All the above being said -- I took some data two hours after each of Hugh's measurements -- i.e. 10:00 UTC, or 02:00a PST on Feb 26 2015 (when HEPI was locked) and on Feb 28 2015 (when HEPI was unlocked, position controlled with sensor correction ON -- LHO aLOG 16983 indicates the rapid turn on happed on Feb 27th).

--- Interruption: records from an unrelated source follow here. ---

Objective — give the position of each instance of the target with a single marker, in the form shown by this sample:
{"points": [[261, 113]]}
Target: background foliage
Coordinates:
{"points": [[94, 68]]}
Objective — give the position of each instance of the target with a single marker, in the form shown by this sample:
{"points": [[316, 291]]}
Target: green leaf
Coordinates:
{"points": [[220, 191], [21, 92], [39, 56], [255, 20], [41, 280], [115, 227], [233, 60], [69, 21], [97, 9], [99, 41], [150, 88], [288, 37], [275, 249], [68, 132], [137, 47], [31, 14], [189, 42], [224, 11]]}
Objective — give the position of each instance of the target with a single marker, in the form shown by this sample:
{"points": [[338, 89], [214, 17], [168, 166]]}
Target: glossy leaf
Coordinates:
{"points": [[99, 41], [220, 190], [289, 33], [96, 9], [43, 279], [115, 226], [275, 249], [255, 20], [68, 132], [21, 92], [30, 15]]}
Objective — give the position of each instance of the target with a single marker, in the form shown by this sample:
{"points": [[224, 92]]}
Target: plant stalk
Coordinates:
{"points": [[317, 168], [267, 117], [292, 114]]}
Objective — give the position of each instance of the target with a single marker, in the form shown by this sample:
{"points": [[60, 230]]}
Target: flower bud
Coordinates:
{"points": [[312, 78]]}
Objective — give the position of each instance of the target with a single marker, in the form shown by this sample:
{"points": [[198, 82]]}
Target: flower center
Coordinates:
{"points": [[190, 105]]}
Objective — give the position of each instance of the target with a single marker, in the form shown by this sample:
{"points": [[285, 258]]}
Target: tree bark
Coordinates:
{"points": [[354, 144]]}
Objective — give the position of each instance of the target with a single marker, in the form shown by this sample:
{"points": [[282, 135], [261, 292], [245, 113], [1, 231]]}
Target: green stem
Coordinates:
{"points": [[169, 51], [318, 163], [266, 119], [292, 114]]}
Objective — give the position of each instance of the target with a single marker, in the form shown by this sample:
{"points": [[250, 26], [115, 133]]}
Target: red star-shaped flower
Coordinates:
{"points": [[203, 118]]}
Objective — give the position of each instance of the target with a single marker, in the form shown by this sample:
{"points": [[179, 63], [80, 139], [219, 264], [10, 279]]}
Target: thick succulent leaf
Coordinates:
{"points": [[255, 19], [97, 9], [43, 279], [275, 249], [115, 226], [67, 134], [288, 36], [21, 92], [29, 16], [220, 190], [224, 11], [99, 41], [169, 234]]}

- I don't see nearly as much of a change in performance between the two times
- I don't see the features at 2.5 and 3 [Hz] in either data set
- One can argue that we see the 1.3 / 1.6 [Hz] modes of the suspension -- and *maybe* the well damped modes of the stack at 2.5 [Hz].
- We can *definitely* see the HTTS V mode at 6.1 [Hz]. There's a feaure just below this in the HEPI L4Cs -- but I don't think it's related to the HTTS mode
- One could easily argue that the difference in motion between the HEPI locked vs. HEPI unlocked and ON between 0.5 and 5 [Hz] is the day-to-day difference in ground motion.
- The BOSEMs on RMs 1 and 2 are meeting or beating their predicted sensor noise at ~20 [Hz] and above. I don't understand how RM1's noise can be so far below the prediced sensor noise below 0.1 [Hz] -- I don't trust it.
- There is still ample coherence between 0.1 [Hz] and 10 [Hz] between the HEPI L4Cs and the BOSEMs. I think bother the lower and higher frequency edges where the coherence drops off is because the sensors get buried in their sensor noise, not because the real motion ceases to couple.

Remember Jim has some data (see LHO aLOG 16983) that also shows ambiguous performance. He's got some more this morning with sensor correction ON vs. OFF, and will post later.

So -- data is still fresh -- lots to think about -- lots of room for improvement.